Au fond, la grande question qui a motivé ses investigations a été celle de la mise en place d’une solution de rechange au capitalisme.
Selon sa propre expression, la marque de fabrique de nos sociétés actuelles est celle de la pauvreté au beau milieu de l’abondance. Et si ce n’est pas là leur seul aspect négatif, c’est pour lui, le plus décisif. Le système économique capitaliste va de pair avec la destruction de vies humaines, la précarité pour tous ceux qui se situent au bas de l’échelle du marché du travail, un travail aliénant et fastidieux pour la majorité de la population, sans parler d’un appauvrissement existentiel engendré par le consumérisme effréné.
Dès lors, la question cruciale qu’il pose n’est pas de savoir si les institutions capitalistes ont permis d’améliorer les conditions de vie matérielles moyennes, sur le long terme. Elle est plutôt de savoir si les choses pourraient aller mieux et si des formes de souffrance pourraient être éliminées, si nous nous organisions différemment.
A cette interrogation, E.O. Wright répond par l’affirmative. Un autre monde est possible. Dans ce nouveau monde les conditions d’épanouissement de la plupart des gens pourraient être améliorées. Et, il se trouve que des formes d’organisations sociales existent déjà qui peuvent conduire, si nous empruntons la voie qui convient, à la construction de ce monde meilleur.
Ainsi, l’anticapitalisme de E.O. Wright recouvre deux postures. La posture critique concerne l’analyse des conditions sociales de production des injustices et des préjudices, au sein du système capitaliste. La posture pratique vise la construction d’une alternative pour l’émancipation humaine. Ces deux postures définissent le cadre de ce que le sociologue appelle la « science sociale émancipatrice ».
De manière générale, les écrits de E.O. Wright, plus de vingt ouvrages et une centaine d’articles, se caractérisent par une grande clarté d’expression. Leur auteur n’utilise aucun jargon complexe. Pour les lecteurs français, la seule difficulté (si c’en est une) à aborder son œuvre résulte du manque de traductions.

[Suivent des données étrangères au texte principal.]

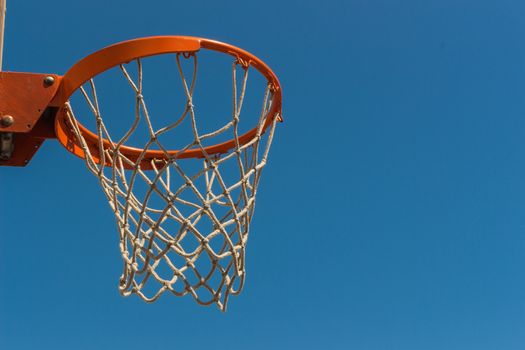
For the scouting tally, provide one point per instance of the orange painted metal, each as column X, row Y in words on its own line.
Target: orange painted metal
column 25, row 97
column 124, row 52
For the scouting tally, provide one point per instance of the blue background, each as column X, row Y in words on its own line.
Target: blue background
column 390, row 216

Envisioning Real Utopias, trad. Utopies Réelles (La Découverte,2017).
A ce jour, un seul ouvrage a été traduit dans notre langue. Un deuxième est en cours de traduction.
Notre parti pris dans la rédaction de ce livre ainsi que l’attitude que nous proposons aux lecteurs d’adopter sont alignés sur le conseil donné par Karl Jaspers, dans ses Remarques sur les lectures philosophiques. Il s’agit avant tout d’une attitude de confiance et de sympathie pour la pensée de l’auteur et pour son sujet. Ce n’est qu’après s’y être laissé prendre complètement que l’on peut en émerger à nouveau et qu’une critique peut commencer.